The Saturday polling numbers from Nanos Research, commissioned by CTV News and The Globe and Mail, show that Justin Trudeau’s Liberals have moved from 31.3 per cent to 34.4 per cent from Thursday.

The jump of 3.1 percentage points marks the biggest single-day jump for the Liberals since the beginning of the campaign and brings the party 0.2 percentage points ahead of where the party started the campaign.

This support may have come directly at a cost to the Conservatives who saw their polling numbers fall from 33.3 per cent to 30.1 per cent, the party’s worst position so far this election.

The Green Party also saw a rise in support moving from 3.8 per cent to 4.6 per cent.

The NDP saw a small dip of 0.2 per cent putting them at 19 per cent, and the Bloc saw a similar fall and now stand at 6.4 per cent.

The People’s Party of Canada remains at 5 per cent. They were not at any of the debates after failing to meet the criteria for participation.

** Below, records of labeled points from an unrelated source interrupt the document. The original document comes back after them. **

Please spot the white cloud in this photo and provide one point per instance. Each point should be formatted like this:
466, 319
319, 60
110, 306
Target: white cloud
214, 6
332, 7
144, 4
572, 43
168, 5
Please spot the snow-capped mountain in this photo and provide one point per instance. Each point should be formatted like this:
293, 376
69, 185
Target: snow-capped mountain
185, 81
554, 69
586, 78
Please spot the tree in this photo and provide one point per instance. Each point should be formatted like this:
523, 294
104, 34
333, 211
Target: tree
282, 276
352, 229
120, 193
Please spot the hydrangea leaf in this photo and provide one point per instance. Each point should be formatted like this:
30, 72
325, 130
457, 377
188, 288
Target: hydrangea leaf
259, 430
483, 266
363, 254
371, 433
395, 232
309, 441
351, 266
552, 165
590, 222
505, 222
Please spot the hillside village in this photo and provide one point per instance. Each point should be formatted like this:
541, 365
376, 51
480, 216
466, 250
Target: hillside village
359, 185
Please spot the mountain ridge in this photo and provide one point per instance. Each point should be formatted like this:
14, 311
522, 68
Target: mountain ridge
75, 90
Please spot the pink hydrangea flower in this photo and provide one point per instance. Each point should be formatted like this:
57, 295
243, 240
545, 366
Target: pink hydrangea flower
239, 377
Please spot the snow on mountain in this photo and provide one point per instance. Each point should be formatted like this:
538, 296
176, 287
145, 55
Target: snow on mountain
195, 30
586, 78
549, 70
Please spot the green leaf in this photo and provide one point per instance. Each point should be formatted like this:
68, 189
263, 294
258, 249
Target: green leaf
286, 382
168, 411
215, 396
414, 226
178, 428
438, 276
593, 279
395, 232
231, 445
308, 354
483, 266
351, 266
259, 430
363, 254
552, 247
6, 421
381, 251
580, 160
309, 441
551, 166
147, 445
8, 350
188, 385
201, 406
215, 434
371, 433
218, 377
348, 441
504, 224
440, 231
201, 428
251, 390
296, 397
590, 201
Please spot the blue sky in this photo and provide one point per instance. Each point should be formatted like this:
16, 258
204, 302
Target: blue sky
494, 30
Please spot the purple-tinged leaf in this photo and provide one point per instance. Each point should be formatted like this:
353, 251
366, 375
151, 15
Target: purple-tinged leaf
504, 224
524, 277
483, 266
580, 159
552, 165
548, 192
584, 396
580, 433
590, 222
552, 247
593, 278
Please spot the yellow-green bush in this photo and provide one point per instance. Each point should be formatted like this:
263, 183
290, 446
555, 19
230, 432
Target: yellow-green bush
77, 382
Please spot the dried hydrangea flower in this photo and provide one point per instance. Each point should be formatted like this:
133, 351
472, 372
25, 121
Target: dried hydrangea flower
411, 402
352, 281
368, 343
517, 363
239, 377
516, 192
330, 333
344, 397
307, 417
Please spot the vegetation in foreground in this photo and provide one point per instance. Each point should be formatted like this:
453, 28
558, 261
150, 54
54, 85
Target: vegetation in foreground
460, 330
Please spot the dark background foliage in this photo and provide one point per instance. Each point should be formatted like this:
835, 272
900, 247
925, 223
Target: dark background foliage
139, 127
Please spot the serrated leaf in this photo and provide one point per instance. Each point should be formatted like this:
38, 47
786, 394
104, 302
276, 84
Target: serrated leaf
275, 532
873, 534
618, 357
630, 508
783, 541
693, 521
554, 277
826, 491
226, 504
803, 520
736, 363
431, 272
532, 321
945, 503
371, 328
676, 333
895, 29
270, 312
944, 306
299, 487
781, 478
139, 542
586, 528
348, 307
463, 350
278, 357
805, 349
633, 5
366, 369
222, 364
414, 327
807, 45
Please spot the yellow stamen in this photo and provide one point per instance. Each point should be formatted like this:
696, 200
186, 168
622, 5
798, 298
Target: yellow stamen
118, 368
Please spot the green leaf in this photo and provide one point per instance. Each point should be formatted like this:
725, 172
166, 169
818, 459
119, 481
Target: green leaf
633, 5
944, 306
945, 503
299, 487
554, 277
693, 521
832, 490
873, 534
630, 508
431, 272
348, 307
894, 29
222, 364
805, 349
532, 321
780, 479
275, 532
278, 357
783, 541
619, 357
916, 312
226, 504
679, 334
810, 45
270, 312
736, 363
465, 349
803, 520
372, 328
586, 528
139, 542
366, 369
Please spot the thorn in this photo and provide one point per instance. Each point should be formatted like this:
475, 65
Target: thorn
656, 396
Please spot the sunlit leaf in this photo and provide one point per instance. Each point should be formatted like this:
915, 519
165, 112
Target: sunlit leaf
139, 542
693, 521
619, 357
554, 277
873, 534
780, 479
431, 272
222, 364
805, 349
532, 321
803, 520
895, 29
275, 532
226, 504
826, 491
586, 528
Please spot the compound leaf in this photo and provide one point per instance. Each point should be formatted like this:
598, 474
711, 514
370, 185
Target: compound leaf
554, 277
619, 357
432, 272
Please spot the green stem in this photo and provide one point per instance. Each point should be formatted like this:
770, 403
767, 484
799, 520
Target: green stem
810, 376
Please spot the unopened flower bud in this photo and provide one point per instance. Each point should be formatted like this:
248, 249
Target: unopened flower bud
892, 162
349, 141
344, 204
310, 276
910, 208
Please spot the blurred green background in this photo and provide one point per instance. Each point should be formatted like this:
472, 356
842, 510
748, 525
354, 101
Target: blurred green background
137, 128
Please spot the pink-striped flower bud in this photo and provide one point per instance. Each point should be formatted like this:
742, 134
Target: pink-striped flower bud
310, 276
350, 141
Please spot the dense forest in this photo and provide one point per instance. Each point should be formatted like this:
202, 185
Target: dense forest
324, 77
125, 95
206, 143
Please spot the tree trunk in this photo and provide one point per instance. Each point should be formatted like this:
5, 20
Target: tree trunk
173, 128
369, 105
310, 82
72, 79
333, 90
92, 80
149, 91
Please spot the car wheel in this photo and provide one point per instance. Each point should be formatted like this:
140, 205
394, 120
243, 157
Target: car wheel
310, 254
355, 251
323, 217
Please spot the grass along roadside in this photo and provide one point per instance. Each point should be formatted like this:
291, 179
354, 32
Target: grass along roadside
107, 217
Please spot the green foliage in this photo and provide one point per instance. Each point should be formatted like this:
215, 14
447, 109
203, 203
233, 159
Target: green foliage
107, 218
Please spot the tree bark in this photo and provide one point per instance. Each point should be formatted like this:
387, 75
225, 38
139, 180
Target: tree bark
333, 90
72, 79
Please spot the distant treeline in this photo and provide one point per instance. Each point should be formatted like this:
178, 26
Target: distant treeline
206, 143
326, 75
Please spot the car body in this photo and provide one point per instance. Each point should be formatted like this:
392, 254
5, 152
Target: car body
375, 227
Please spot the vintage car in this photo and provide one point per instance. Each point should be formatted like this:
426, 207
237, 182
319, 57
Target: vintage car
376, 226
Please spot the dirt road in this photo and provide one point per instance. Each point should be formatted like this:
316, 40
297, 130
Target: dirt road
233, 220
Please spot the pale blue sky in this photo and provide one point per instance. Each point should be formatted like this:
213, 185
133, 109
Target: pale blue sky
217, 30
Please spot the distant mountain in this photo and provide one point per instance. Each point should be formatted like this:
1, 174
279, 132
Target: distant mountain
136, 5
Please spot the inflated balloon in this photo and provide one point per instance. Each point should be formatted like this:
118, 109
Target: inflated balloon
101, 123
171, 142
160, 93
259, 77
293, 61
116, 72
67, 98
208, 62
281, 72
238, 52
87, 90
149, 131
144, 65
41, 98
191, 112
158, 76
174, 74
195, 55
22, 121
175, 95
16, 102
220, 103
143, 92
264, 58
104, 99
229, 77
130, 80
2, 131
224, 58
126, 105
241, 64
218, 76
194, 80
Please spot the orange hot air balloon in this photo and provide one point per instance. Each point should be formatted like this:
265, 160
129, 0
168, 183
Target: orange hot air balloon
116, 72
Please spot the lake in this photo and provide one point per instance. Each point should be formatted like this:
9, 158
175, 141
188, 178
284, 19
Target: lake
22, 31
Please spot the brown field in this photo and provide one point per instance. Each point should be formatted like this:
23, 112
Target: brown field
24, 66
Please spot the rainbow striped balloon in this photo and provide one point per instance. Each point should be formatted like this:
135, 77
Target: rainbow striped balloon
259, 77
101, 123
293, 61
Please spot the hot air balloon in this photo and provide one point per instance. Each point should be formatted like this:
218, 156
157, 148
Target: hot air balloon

For preferred prime minister, Trudeau remains on top at 33.9 per cent, a rise of almost 4 percentage points. He's held the top position for much of the campaign with Erin O'Toole briefly overtaking him on Sept. 2. O'Toole’s support fell slightly to 25.3 per cent. NDP leader Jagmeet Singh also took a small hit and now sits at 18.4 per cent support for preferred PM, while 12.4 per cent of polled Canadians are undecided about who they’d like to see in the top spot.

Preferred PM

NANOS’ METHODOLOGY

A national random telephone survey (land- and cellular-line sample using live agents) of 1,200 Canadians is conducted by Nanos Research throughout the campaign over a three-day period. Each evening a new group of 400 eligible voters are interviewed. The daily tracking figures are based on a three-day rolling sample comprising 1,200 interviews. To update the tracking a new day of interviewing Is added and the oldest day dropped. The margin of error for a survey of 1,200 respondents is ± 2.8 percentage points, 19 times out of 20.

The respondent sample is stratified geographically and by gender. The data may be weighted by age according to data from the 2016 Canadian Census administered by Statistics Canada. Percentages reported may not add up to 100 due to rounding.